PolyPPO for Bidirectional Decoding: Early Evidence From PushT

GitHub: sabdulmajid/bid_lerobot This project explores a simple question: if an imitation policy can produce many plausible futures, can we train it to make the set of futures better, not just one sampled action at a time? The setting is VQ-BeT on PushT. VQ-BeT predicts actions through discrete residual vector-quantized code IDs, then decodes those codes into continuous actions. That structure gives a useful control point; we can treat the sampled RVQ code tuple as the PPO action while leaving the continuous decoder deterministic.

What We Tried

We compared five approaches across the experiments. Direct VQ-BeT used the pretrained policy sampled directly. From there we added BID and PolySelect-style inference baselines for inference-time selection and reranking, then PPO without diversity optimizing sampled RVQ code IDs using standard PPO, then naive PolyPPO adding set-normalized advantages plus a code-diversity reward, and finally quality-gated PolyPPO as a next-stage objective that only rewards diversity among high-return attempts and can penalize bad diversity. The underlying idea comes from the distinction between pass@1 and pass@k. A policy can be poor at selecting one best action while still containing useful diverse candidates in its sample distribution. PolyPPO tries to improve that candidate distribution by training over sets of attempts from the same restored environment prefix.

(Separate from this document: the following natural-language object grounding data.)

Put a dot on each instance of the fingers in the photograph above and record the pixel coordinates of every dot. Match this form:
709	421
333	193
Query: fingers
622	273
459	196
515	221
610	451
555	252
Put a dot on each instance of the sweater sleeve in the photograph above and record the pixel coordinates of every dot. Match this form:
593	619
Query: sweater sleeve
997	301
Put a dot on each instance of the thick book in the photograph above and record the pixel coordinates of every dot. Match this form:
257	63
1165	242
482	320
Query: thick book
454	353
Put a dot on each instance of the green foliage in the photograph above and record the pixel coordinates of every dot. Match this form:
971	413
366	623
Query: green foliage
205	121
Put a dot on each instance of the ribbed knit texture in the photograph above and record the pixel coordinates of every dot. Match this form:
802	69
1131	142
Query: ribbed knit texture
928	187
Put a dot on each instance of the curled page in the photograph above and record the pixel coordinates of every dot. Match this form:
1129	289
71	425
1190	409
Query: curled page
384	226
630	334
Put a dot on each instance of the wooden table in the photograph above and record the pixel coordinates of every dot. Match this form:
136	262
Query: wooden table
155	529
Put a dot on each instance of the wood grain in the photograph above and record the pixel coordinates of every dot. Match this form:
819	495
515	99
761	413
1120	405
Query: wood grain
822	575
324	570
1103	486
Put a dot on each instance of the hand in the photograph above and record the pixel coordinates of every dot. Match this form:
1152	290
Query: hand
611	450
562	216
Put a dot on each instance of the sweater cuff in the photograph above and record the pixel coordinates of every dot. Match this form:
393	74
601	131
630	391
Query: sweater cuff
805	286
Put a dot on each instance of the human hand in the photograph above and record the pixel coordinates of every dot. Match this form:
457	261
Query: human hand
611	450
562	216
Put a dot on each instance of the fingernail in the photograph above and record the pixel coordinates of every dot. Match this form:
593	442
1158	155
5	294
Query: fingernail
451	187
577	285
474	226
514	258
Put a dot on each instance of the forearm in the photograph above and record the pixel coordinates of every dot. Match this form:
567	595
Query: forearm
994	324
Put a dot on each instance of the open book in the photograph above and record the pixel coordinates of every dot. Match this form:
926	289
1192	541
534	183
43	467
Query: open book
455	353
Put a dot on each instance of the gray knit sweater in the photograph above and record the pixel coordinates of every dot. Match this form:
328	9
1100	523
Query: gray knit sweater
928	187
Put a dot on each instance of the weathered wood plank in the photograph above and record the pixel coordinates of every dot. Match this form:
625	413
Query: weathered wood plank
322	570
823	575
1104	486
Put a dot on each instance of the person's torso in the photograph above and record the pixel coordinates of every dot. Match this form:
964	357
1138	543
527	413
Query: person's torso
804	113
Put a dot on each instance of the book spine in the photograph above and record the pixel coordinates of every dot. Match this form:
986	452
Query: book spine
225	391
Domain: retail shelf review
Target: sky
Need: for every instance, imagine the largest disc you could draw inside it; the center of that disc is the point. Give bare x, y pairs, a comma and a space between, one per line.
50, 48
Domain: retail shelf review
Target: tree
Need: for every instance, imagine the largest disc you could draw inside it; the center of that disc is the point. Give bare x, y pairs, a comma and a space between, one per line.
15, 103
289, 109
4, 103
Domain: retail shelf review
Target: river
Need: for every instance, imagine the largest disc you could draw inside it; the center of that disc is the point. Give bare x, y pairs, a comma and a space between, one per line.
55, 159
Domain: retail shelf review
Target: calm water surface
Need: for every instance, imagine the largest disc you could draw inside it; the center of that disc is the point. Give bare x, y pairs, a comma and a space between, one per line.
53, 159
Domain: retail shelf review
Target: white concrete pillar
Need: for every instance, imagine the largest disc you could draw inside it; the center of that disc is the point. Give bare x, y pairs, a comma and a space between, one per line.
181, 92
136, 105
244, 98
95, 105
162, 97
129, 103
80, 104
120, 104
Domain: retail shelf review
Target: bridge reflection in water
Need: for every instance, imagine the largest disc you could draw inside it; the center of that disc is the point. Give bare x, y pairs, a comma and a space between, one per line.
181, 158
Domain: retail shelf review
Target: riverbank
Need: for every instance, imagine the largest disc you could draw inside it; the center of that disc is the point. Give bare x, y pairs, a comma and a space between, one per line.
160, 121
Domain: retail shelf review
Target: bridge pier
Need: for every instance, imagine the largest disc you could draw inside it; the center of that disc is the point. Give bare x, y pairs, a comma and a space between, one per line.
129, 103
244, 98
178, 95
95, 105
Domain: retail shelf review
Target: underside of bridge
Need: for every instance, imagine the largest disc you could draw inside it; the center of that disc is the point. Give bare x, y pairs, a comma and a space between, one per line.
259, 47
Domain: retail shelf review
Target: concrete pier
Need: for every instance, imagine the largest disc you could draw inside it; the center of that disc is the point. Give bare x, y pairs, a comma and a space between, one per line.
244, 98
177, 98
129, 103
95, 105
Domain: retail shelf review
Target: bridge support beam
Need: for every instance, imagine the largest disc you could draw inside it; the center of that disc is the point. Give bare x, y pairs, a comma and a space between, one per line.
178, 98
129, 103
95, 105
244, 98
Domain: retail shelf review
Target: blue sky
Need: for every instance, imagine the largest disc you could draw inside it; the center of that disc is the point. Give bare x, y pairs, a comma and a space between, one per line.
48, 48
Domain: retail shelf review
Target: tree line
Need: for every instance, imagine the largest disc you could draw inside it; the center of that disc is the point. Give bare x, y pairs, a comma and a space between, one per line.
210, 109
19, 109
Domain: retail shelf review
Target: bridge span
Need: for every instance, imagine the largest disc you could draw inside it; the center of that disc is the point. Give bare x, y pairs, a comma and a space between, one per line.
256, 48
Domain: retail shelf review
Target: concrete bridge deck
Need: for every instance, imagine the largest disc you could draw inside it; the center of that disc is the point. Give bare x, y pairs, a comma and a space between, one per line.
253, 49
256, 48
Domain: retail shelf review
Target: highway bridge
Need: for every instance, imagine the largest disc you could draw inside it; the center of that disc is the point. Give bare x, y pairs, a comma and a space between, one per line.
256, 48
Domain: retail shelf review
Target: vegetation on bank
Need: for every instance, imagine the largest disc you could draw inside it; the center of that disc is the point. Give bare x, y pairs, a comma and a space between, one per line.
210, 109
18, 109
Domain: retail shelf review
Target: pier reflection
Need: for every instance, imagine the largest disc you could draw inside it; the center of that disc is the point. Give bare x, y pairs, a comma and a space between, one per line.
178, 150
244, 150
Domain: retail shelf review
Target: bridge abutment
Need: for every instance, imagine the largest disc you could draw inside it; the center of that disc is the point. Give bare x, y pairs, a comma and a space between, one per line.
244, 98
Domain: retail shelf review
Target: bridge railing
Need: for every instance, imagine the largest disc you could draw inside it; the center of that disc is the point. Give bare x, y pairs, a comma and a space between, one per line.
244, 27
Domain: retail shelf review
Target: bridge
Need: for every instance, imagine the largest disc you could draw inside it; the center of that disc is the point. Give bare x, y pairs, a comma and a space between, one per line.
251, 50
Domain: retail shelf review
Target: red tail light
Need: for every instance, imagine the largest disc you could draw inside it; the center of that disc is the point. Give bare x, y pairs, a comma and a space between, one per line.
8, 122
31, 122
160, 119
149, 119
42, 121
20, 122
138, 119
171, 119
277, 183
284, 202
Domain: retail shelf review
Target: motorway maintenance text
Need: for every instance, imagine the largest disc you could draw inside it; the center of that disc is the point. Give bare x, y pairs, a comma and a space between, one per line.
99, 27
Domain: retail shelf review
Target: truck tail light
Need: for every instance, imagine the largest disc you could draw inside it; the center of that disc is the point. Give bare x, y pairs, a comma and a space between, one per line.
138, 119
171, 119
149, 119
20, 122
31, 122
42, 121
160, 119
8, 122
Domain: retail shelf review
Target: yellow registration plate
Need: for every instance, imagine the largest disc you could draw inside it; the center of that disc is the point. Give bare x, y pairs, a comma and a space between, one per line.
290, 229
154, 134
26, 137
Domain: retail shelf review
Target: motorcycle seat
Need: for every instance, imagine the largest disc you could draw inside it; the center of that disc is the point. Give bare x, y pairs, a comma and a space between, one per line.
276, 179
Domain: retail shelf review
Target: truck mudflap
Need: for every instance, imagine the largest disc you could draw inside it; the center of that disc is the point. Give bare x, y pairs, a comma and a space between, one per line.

Correctness Before Scaling

We put gates in place for reproducing the direct VQ-BeT evaluation, sampled RVQ code log-prob correctness, recomputed old log-prob equality before each update, PPO ratio equal to 1 before update, value-head overfit sanity checks, exact PushT state restore and prefix replay determinism, set-normalized advantages summing to zero per set, lambda_div = 0 matching PPO without diversity, artifact validation for malformed or non-finite results, and same-seed same-start evaluation discipline. This discipline mattered because PolyPPO is very easy to fool yourself with. If repeated attempts aren't actually from the same start state, pass@k is not measuring candidate diversity; it is mostly measuring seed difficulty.

What We Found

The direct local VQ-BeT baseline landed around 0.50 pass@1 over 500 episodes. That's lower than public model-card expectations, so we treat it as a local reproducibility baseline. The 500-episode paired results were:

Method	pass@1	Avg max overlap
Direct VQ-BeT	0.504	0.750
PPO without diversity	0.398	0.761
Naive PolyPPO code diversity	0.392	0.761

This is a negative result for naive PolyPPO as a pass@1 method. It doesn't beat direct VQ-BeT, and it doesn't beat PPO without diversity. The grouped same-start pass@k experiment told a more interesting story though:

Method	pass@1	pass@2	pass@4	pass@8	pass@16	coverage@16
PPO without diversity	0.375	0.625	0.750	0.875	0.875	7/8
Naive PolyPPO code diversity	0.500	0.625	0.875	0.875	1.000	8/8

Naive PolyPPO improved candidate coverage and best-of-set behavior, even though it didn't improve single-attempt success. The current research signal is that diversity helped the sample pool but hurt (or at least failed to improve) the policy's default sample quality.

Interpretation

The likely failure mode is off-manifold diversity. Diversity is only useful if it expands the set of good continuations. If the diversity reward is unconditional, it can reward strange RVQ codes that decode into behaviorally different but low-quality actions; improving pass@k while degrading pass@1. Which points towards a cleaner hypothesis where diversity should be return-conditioned (reward diversity among good attempts, not diversity for its own sake). This is what motivates quality-gated PolyPPO. The idea is to compute returns for attempts from the same restored prefix, identify good attempts by mean or quantile threshold, add a diversity reward only for those good attempts, and optionally penalize diversity among bad ones.

Stress Tests

We also ran small stress evaluations under action noise and observation noise.

Variant	PPO pass@1	PolyPPO pass@1
Standard	0.38	0.36
Action noise	0.40	0.44
Observation noise	0.40	0.36

This is too small to be conclusive. It does suggest the candidate-pool improvement might sometimes help under action perturbation, but it's not a strong signal. The next step is running the same-start grouped pass@k experiment under noise to see if the candidate-pool improvement is more robust than pass@1.

Where Things Stand

The foundation is in place. PPO over VQ-BeT RVQ code IDs works end-to-end, the PPO correctness gates are established, exact same-prefix grouped pass@k evaluation is working, and we have clean baselines for direct, PPO, and naive PolyPPO. Naive code diversity isn't enough (negative). And set-level diversity can improve pass@k and coverage (positive).

What's Next

The next step is quality-gated PolyPPO. Concretely, that means training quality-gated code-diversity PolyPPO beyond one update, comparing it against all three existing baselines, running same-start grouped pass@k across all methods, and running a 100-episode paired evaluation for pass@1. We'll scale only if quality-gated PolyPPO actually improves pass@1, pass@k, coverage, robustness, or sample efficiency at matched compute. The broader direction is best-of-k distillation, where we would use grouped sampling to discover high-quality continuations, then distill the best attempt back into the policy so that pass@k gains become pass@1 gains.